Grouping Proteins According to Structural Features
Bonnie Kirkpatrick, University of California, Berkeley
The Protein Data Bank (PDB) contains more than 32,000 experimentally solved protein structures. The Structural Classification of Proteins (SCOP) database, a manual classification of these structures, cannot keep pace with the rapid growth of the PDB. We will provide an automatic classification of proteins which reflects the manual classification. We use structurally derived features to cluster groups of related proteins. Each cluster has a maximal set of shared features, or fingerprint.

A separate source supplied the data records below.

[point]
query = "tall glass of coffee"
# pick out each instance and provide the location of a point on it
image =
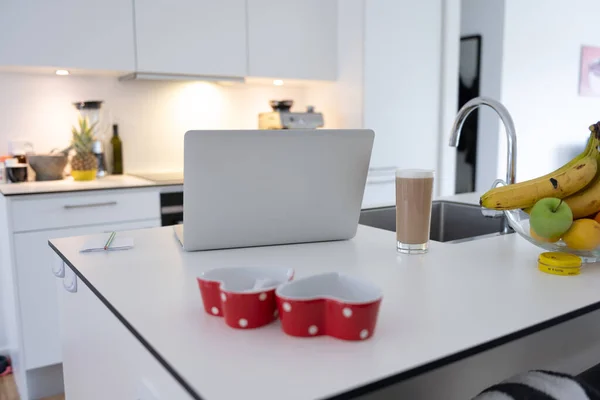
(414, 190)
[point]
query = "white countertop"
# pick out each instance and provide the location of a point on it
(441, 304)
(69, 185)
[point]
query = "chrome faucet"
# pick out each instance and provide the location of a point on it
(511, 136)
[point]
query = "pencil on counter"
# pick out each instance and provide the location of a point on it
(110, 239)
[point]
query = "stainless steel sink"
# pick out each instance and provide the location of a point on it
(450, 222)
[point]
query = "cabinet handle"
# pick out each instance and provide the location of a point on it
(88, 205)
(58, 268)
(70, 281)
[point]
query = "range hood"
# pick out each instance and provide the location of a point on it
(151, 76)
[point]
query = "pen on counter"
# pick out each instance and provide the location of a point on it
(110, 239)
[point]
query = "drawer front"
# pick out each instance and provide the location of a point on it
(79, 209)
(37, 279)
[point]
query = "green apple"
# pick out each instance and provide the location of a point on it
(550, 217)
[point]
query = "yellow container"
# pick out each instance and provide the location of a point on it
(559, 263)
(88, 175)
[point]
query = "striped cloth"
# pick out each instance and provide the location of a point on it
(541, 385)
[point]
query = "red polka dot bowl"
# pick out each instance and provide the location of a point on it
(331, 304)
(244, 296)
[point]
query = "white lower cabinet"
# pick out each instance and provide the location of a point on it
(102, 359)
(37, 289)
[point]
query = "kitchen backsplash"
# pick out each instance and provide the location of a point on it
(152, 116)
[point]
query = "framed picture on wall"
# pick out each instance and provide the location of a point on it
(589, 71)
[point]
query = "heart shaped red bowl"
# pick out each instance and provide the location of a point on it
(331, 304)
(244, 296)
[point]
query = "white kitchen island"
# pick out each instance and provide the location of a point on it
(452, 322)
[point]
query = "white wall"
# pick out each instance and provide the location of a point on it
(486, 18)
(402, 81)
(542, 48)
(152, 116)
(410, 89)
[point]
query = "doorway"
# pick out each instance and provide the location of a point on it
(468, 88)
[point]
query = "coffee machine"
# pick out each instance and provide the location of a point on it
(282, 118)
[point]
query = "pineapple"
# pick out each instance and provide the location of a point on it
(84, 160)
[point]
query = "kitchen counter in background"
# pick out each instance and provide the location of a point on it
(69, 185)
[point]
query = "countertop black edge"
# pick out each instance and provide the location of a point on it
(461, 355)
(370, 387)
(188, 388)
(153, 185)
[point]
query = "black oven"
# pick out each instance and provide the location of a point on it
(171, 208)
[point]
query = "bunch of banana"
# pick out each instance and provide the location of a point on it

When given a group of proteins and a target protein, the LGA algorithm creates one structural alignment of each protein to the target protein. We use the Gaussian Mixture Model to cluster the proteins according to the structural regions they share with the target. Taking each of the proteins in turn as the target yields an ensemble of clusters, multiple partitions on the same set of proteins. Discrepancies are resolved by grouping together proteins that clustered together across many of the partitions.
The test data is comprised of PDB structures having resolutions ranging from 0.54Å (X-ray structures) to greater than 15Å (electron microscopy). Despite this noise, the robust nature of our clustering method detects relationships on the level of the SCOP superfamily with 88% accuracy and a low false positive rate.
Future work involves predicting the family and superfamily to which a new structure belongs. Comparison with the structural fingerprint determines whether a new structure belongs to the cluster. Initial results indicate that the fingerprint derived directly from a SCOP family can predict membership with almost complete accuracy.
Abstract Author(s): Kirkpatrick, B., Zhou, C., and Zemla, A.